[WIP][shelly] Fix "duplicate id" on top of Shelly2RpcSocket fixes0#20248
[WIP][shelly] Fix "duplicate id" on top of Shelly2RpcSocket fixes0#20248markus7017 wants to merge 24 commits intoopenhab:mainfrom
Conversation
|
Why the close? |
|
If something went wrong with rebasing and such, you don't have to create a new PR, just reopen this and force-push the "fixed" branch. |
|
I created a sub-branch from yours, |
|
I reopened it, because as far as I remember, GitHub doesn't react to pushes if it's closed. |
|
This PR will reflect exactly what is in your |
|
Seems like you got it now 👍 |
|
ok, the stash/push was missing
|
Have you checked what the Shelly devices expect? Is there any API documentation available? There are different ways to do keepalive, and what's the best way depends on how it's implemented in the devices. Have you verified the timestamps for the disconnects in the log - do they look like they happen a certain time after either connect or last transmission? It might not be a "keepalive" issue at all. |
|
API spec could be found here: I can't find any spec/recommendation how to handle keep alive The integration is super simple.

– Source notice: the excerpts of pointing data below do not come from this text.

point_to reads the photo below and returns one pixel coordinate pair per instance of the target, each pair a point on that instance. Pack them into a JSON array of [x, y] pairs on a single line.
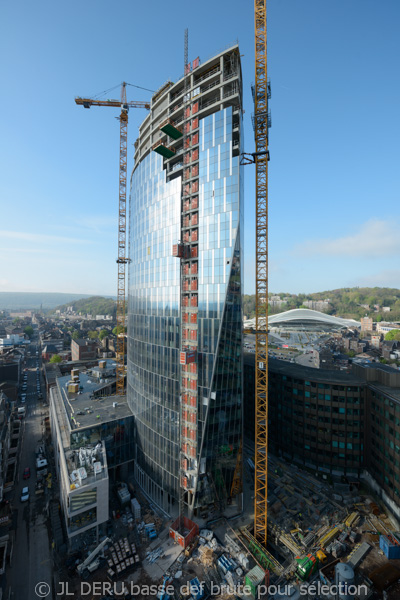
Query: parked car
[[25, 495]]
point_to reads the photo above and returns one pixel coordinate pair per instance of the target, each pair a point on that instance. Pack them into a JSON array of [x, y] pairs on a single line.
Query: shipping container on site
[[183, 531], [390, 546], [253, 579]]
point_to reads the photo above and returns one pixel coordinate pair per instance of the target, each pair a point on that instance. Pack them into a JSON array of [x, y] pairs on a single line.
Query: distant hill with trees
[[93, 305], [349, 303], [34, 300]]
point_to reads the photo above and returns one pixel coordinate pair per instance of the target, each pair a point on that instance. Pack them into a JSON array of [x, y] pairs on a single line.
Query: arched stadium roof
[[305, 317], [312, 317]]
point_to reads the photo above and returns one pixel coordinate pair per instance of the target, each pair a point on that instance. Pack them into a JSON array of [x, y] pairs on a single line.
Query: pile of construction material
[[206, 556], [294, 495], [207, 540], [151, 518], [152, 556], [122, 556]]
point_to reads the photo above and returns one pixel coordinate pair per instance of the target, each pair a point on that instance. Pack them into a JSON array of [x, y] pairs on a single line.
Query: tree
[[56, 358], [394, 335], [29, 331], [119, 329]]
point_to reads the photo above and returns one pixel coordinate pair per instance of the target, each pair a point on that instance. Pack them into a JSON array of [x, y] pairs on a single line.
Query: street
[[31, 560]]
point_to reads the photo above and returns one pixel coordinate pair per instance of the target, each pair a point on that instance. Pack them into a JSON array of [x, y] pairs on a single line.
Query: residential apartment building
[[83, 349], [92, 435]]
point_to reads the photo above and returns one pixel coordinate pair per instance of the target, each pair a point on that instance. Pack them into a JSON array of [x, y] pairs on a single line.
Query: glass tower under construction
[[185, 290]]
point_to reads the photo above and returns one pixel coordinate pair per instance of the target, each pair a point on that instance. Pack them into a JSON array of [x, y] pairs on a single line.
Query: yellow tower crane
[[261, 157], [261, 122], [122, 259]]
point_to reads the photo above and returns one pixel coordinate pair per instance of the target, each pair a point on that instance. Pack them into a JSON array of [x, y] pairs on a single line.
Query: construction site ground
[[300, 505]]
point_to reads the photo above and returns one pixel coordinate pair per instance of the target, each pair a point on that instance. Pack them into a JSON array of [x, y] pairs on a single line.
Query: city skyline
[[333, 183]]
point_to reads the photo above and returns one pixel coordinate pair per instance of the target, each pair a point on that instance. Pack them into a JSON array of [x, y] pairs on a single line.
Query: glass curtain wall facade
[[154, 328]]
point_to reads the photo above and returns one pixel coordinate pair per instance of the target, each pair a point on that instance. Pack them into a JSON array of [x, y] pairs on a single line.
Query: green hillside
[[94, 305]]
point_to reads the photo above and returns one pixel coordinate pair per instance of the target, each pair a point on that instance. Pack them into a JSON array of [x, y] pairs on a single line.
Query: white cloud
[[375, 238]]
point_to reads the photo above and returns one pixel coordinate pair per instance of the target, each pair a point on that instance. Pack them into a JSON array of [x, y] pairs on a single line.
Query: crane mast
[[122, 259], [261, 157]]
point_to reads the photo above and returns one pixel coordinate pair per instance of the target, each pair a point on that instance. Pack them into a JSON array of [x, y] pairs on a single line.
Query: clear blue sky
[[334, 210]]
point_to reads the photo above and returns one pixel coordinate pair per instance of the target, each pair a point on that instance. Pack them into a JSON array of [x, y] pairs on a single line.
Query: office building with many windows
[[184, 381]]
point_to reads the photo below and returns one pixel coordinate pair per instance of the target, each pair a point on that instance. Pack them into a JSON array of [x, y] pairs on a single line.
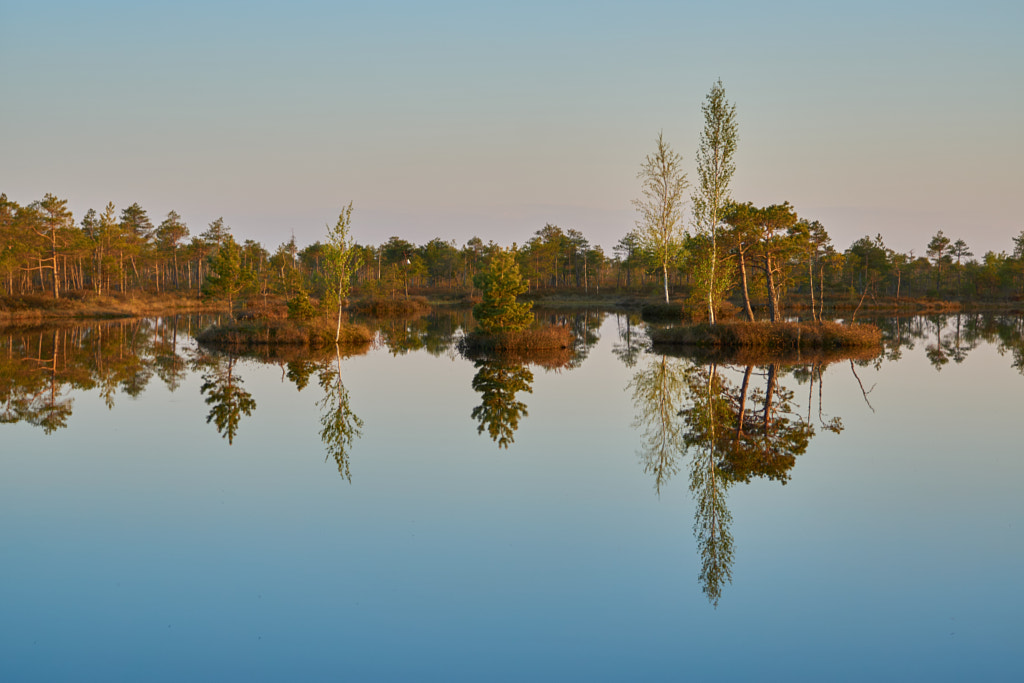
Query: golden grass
[[535, 339], [88, 305], [263, 332], [770, 335], [391, 307]]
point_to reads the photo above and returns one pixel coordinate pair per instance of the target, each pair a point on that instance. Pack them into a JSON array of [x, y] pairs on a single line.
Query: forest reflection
[[951, 337], [42, 367], [728, 420]]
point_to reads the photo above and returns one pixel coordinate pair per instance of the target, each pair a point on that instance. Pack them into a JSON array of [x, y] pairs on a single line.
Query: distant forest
[[44, 251]]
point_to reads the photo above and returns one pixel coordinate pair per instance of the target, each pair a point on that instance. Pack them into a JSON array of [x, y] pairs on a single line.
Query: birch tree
[[660, 208], [342, 260], [715, 169]]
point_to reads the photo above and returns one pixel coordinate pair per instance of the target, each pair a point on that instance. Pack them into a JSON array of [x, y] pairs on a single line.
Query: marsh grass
[[281, 332], [78, 304], [676, 311], [770, 335], [417, 305], [534, 339], [764, 355]]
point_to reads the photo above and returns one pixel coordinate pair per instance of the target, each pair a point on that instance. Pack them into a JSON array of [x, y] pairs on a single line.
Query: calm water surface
[[404, 513]]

The binding polls on the http channel anyways once a minute I use the same time to fire a anyc Shelly.GetStatus on the WS channel - so no overhead, minimal change (in fact getStatus(true) does this, which is called from ShellyBaseHandler.refreshStatus() |
It seems that the code that is running in the Shellys can be found here: https://github.com/home-assistant-libs/aioshelly/blob/main/aioshelly/rpc_device/wsrpc.py It doesn't contain too many details, because the technical details are handled by There's no PING/PONG handling in the linked code, but it could reside inside I think it would be useful to try to figure out what actually leads to the disconnects - but it's hard to do with the information I have. |
|
I really hate Python, but as far as I understand, this is where the websocket is created: The library has an automatic WS ping functionality that can be sent every X seconds by using:
This means that, if we send a PING, we shoud get a PONG in response, since they don't explicitly disable |
I'm super confused by the polling logic. It seems to me like the binding runs "refresh" every 3 seconds... which is extremely often. And, a lot of stuff takes place, none of which is thread-safe, although threads are used to execute the refreshes ("scheduled" jobs are executed by a thread pool). So, I'm not even able to follow exactly when what is called, but why does gen2 have this "refresh" in the first place - since they are event based, things should happen as events arrive, not on a schedule..? |
|
I found that the default Jetty WS idle timeout is 300000 ms/5 min, and I can't see that the binding overrides this. That means that devices will be disconnected by Jetty if nothing is sent in 5 min. It's a bit strange if that results in an "ungraceful" disconnect, but who knows. |
|
@markus7017 I made a suggested implementation for WS ping here: Nadahar@fb28951 I didn't make any handling if the ping failed, except to log it. I don't know if there's any point, I assume that if it fails, |
That's not the code running on Shelly side, but the Home Assistant integration.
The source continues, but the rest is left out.